The duchess sighed. “Yes. It is most unfortunate. Albert’s and my wedding has not only been forbidden by Prince Charles, but by the Bishop of Monaco as well. We will marry when Charles dies, but a scandal before then will not convince the bishop or the people to accept me as Princess of Monaco. I am already hampered by being an American and half Jewish.”
“You believe that the prince will stand by you?” Irene asked. “Once his father dies, he may decide he must serve the line and marry into the aristocracy.”
Alice’s bright blue eyes clouded, then cleared. “I
am
the aristocracy, Irene. The aristocracy of New World money. American heiresses are becoming quite the fashion for European noble houses to marry.”
Irene answered drily “Kings and princes can be fickle.”
I knew she recalled her disastrous encounter with the current King of Bohemia, who had pursued her as a prince but was ready to disavow her when he inherited the throne.
“Anyone can be fickle, my dear Irene.”
“Unfortunately, not blackmailers,” Godfrey said. “We know what they propose to reveal. What do they want?” The duchess and the doctor exchanged a quick, uneasy glance.
‘That’s just it,” she said at last. “They won’t say. Or rather, they say they will tell us when the time comes. You see why it is so distressing.”
“When the time comes?” Irene was suddenly alert. “What time? For what?”
“Alas...” The doctor spread his hands with a medical man’s precision. “We are told only to wait and see.”
“How do they convey this extraordinary instruction?”
“By letter,” the doctor answered.
“May I inspect it?” Irene’s gloved hand was extended. Dr. Hoffman reached into his breast pocket and withdrew a sadly wrinkled document. Irene scanned it quickly.
“In French, but execrable French. Cheap paper, and filthy. This is not the handiwork of a society blackmailer.”
“Perhaps some servant thinks to grow wealthy on forbidden knowledge,” Godfrey speculated.
Irene shook her head. “This is an ignorant, crude attempt, but not pointless. Or without guile.” She eyed the doctor. “How did it come?”
“By post.”
“You have the envelope?”
“I... not here.” He seemed confused. “I left it, ah... in Alice’s sitting room.”
“May I see it?”
“Of course.” He rose, bobbed the women a bow and darted off.
The four of us carefully avoided regarding one another. Obviously, Dr. Hoffman still enjoyed a certain familiarity with the duchess.

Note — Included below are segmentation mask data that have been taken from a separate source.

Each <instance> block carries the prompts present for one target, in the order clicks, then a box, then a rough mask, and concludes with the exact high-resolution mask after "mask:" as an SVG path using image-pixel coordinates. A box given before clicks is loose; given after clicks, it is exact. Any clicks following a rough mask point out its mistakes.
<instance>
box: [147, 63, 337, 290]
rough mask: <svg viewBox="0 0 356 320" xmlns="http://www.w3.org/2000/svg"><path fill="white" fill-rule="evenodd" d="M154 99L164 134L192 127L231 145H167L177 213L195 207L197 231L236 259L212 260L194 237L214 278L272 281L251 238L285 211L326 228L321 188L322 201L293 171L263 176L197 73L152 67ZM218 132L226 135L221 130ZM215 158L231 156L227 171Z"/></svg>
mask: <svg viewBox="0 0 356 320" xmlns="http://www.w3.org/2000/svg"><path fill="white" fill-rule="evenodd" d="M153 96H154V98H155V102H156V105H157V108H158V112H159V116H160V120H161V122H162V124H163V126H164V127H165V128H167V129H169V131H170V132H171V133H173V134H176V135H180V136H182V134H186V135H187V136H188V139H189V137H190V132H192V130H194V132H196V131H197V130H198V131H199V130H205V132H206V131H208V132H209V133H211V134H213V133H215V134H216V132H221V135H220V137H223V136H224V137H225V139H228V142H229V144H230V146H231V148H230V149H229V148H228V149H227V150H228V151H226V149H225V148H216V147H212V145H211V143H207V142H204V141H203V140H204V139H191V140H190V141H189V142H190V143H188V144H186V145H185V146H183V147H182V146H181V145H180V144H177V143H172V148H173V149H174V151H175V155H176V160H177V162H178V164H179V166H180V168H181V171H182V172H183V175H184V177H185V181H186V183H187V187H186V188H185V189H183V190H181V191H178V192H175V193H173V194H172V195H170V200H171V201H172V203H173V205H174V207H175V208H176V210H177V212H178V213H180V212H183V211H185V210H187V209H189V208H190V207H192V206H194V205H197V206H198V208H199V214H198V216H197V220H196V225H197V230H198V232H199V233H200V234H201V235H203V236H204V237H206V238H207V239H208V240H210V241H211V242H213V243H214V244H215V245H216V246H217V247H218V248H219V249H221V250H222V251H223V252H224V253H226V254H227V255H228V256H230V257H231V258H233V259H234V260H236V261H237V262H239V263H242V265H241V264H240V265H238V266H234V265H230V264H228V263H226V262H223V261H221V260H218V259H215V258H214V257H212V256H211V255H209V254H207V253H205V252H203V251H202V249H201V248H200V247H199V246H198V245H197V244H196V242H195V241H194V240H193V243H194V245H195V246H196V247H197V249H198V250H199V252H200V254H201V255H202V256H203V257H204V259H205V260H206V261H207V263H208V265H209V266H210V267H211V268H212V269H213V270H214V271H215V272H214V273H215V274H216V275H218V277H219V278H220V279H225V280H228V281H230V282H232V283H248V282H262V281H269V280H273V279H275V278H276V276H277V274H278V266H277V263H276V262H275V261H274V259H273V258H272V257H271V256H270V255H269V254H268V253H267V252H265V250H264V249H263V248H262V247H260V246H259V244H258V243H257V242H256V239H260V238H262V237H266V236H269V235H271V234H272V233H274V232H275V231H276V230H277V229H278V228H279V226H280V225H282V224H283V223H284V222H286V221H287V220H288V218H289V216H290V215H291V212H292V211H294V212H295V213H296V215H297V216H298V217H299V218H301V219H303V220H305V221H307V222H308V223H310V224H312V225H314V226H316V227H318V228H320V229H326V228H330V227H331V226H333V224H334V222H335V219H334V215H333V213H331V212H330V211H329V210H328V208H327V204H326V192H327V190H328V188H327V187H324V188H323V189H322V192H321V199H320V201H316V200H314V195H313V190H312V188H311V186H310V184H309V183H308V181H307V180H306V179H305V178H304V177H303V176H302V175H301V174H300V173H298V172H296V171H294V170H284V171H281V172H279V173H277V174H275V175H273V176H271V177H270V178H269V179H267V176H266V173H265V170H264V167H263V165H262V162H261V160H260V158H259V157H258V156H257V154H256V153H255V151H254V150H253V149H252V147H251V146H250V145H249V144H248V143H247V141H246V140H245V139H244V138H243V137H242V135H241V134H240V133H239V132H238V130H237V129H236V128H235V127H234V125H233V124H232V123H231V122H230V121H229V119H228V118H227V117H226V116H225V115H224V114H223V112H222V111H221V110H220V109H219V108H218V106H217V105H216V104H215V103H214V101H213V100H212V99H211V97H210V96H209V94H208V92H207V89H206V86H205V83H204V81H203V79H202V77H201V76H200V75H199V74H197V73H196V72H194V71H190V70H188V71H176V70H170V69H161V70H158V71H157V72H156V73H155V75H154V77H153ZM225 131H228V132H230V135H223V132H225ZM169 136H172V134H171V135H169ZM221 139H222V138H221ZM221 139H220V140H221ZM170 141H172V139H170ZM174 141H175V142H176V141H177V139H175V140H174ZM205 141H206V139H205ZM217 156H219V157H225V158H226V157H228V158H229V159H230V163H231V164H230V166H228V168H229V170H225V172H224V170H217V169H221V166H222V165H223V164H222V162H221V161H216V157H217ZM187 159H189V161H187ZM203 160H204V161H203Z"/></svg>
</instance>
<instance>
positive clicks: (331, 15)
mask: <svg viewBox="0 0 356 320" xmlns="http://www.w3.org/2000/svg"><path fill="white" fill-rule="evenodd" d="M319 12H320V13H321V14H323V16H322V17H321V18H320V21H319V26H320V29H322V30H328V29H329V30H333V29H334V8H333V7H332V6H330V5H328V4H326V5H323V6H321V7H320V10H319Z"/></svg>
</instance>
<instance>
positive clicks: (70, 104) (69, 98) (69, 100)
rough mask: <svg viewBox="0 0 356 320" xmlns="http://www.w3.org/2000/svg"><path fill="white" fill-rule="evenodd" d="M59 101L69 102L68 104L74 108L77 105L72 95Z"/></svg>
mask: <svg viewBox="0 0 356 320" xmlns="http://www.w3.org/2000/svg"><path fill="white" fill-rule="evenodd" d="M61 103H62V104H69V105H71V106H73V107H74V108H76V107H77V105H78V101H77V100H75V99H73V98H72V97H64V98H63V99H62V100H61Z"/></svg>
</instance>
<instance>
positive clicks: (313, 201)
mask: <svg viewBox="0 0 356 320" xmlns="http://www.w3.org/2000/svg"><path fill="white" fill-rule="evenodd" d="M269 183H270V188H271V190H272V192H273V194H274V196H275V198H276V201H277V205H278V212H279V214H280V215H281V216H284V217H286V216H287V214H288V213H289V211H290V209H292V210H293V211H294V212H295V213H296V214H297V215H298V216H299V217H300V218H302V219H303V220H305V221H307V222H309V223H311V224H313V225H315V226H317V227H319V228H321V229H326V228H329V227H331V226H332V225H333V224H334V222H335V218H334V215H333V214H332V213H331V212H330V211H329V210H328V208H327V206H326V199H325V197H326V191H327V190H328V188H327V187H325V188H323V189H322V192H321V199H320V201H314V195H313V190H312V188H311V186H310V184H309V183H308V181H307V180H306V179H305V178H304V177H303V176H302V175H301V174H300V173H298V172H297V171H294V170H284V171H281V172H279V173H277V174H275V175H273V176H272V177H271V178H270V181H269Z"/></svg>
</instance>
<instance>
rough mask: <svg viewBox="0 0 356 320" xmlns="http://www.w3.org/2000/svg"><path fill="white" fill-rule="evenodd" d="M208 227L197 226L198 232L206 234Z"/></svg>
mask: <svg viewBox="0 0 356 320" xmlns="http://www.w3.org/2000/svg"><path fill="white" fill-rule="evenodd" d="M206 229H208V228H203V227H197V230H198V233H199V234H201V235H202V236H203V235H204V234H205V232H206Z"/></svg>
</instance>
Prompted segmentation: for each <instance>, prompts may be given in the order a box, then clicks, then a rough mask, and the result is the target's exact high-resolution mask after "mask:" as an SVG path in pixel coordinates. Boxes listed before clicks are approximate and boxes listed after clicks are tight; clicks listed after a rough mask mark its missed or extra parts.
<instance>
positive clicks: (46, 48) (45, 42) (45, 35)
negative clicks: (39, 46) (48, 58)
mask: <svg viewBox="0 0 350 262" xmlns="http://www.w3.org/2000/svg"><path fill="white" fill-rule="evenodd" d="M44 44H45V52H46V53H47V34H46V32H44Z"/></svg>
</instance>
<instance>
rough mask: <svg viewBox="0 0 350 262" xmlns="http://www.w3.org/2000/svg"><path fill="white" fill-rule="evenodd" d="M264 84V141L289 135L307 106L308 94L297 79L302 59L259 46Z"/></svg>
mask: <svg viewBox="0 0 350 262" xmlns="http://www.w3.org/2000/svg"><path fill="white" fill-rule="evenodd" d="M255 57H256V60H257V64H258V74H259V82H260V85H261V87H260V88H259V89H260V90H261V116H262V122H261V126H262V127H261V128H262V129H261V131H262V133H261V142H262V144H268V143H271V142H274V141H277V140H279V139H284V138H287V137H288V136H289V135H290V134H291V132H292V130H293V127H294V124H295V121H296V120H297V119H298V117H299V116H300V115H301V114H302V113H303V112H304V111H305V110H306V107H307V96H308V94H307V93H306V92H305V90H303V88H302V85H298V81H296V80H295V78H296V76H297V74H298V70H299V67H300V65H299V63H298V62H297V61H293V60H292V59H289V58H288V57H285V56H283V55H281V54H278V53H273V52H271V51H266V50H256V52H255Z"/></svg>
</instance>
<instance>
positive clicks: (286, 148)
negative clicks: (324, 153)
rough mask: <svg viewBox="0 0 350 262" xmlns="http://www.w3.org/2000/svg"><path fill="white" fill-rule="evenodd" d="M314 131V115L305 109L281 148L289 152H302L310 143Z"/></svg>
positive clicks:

Hurrying footsteps announced the physician’s return. He brought the envelope directly to Irene, who snatched it eagerly. She ignored the address on the front and turned it over.
“As I thought!” she announced, her eyes shining as if she had just received an ovation at La Scala in Milan.
We stared, uncomprehending.
“The sealing wax! The scent of sandalwood. The senders of the mysterious letters to Louise Montpensier’s uncle!”